Le fait que n’existe pas « un peuple européen » n’est aucunement un argument empêchant l’émergence de communautés politiques de lutte, et d’une démarche stratégique européennes au plan politique et institutionnel, donc non réductible à une simple juxtaposition ou coordination de luttes sociales. Il faut donc réfléchir à des projets qui combinent différents niveaux de décisions, de financement, et de contrôle démocratique des choix établis par les peuples souverains, notamment au plan européen [9].

Construire l’espace européen d’émergence d’un « bloc hégémonique alternatif »

Que l’on décide, dans un contexte national donné, d’être ou non dans l’UE et l’UEM, le rapport de force progressiste que l’on doit s’efforcer de construire vise la remise en cause démocratique des traités et des politiques dominantes, au nom de droits et buts écologiques et sociaux fondamentaux : le niveau européen doit soutenir et étendre les conquêtes nationales, et pas l’inverse ; il doit peser sur les politiques internationales dans le sens d’une nouvelle architecture des droits qui s’imposent aux FMN et aux marchés financiers, et non l’inverse. Ne peut-on espérer un regroupement socio-politique capable de défendre – notamment lors d’élections européennes – un manifeste commun ?

Bernard Cassen nous propose de « sortir la gauche radicale de l’impasse » en prônant un « plan B ». Le débat évolue, puisqu’il affirme qu’« il convient que cette rupture s’inscrive dans une perspective européenne préalablement débattue et approuvée » : pourquoi ne pas dire que, loin d’accepter comme fatale l’absence d’un espace public européen, il est vital de le construire ? On pourrait notamment y débattre le plan B proposé par B. Cassen et d’autres : « le remplacement de la monnaie unique, l’euro, par une monnaie commune articulée avec les monnaies nationales » [10] .  Pourquoi limiter ainsi la réflexion stratégique vers la monnaie et non vers des projets communs et campagnes « stratégiques » (qui n’impliquent pas un exit préalable) : conférence européenne sur les dettes souveraines et contre les mémorandums en défense des droits sociaux fondamentaux ; initiatives populaires contre les financements de marché et pour la subordination des banques au contrôle social et politique ; mutualisation des expériences de résistance nationales aux politiques dominantes sur un site commun en diverses langues favorisant des campagnes coopératives…. D’autre part, pourquoi la monnaie commune ne pourrait-elle pas être l’euro ? Frédéric Lordon l’a suggéré dans certains articles, malgré son mépris pour les illusions envers un « bon euro ». Il faut travailler sur diverses architectures possibles des monnaies (y compris internationales) ; et inclure à ces réflexions les projets de monnaies fiscales (« euro nationales ») associées à des programmes de production et distribution de biens et services rompant à la fois avec les privatisations et les logiques xénophobes.

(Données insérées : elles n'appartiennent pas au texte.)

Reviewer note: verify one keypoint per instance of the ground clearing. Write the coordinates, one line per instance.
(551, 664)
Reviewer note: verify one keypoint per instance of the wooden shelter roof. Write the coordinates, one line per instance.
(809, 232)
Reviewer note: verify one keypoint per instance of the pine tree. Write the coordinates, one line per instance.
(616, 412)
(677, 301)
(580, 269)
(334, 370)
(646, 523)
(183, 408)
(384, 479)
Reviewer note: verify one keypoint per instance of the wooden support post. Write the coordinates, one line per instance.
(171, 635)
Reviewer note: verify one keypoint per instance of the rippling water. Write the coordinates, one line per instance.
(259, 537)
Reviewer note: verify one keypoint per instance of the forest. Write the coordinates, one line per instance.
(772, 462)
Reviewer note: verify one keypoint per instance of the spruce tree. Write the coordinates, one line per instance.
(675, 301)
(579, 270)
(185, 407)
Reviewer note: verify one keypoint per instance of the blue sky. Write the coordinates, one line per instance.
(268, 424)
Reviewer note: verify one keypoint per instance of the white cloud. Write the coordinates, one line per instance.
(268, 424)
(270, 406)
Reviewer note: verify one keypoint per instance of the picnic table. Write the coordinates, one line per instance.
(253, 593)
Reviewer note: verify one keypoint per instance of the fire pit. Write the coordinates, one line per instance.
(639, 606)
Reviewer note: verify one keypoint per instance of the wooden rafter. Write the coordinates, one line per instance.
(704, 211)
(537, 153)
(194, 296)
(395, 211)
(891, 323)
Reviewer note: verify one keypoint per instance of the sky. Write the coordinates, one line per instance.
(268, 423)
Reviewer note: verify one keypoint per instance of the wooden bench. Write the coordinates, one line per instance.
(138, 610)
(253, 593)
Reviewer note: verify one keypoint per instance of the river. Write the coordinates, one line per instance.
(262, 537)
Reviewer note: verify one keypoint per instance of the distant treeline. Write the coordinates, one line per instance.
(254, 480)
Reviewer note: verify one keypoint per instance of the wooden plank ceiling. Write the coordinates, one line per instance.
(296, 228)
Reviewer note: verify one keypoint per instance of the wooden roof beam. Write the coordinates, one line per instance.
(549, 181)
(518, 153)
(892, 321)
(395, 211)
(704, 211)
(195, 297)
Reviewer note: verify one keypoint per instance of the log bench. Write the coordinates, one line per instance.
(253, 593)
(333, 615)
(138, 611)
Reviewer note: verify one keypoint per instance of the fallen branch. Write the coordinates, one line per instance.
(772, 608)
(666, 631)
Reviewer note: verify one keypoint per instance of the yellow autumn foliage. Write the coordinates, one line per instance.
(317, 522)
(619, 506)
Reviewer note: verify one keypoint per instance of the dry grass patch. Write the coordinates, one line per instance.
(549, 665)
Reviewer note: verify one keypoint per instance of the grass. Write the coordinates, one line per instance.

Les scénarios à venir sont imprévisibles. Syriza a mis à l’ordre du jour pour la première fois la revendication d’une autre politique économique dans toute l’UE, respectueuse des droits sociaux et démocratiques fondamentaux. Il ne faut pas renoncer à poursuivre cette bataille dans/contre l’UE et contre la cristallisation d’un eurogroupe tout-puissant qui pousserait vers un exit « volontaire » des peuples encombrants pour consolider ses pleins pouvoirs sur une Europe de plus en plus inégalitaire.

Cette contribution s’inscrit dans la ligne du recueil d’Attac/Copernic Que faire de l’Europe ? Désobéir pour refonder. et synthétise celle que j’ai exprimée en août 2015 : « Contre la consolidation néocoloniale de l’eurogroupe… ».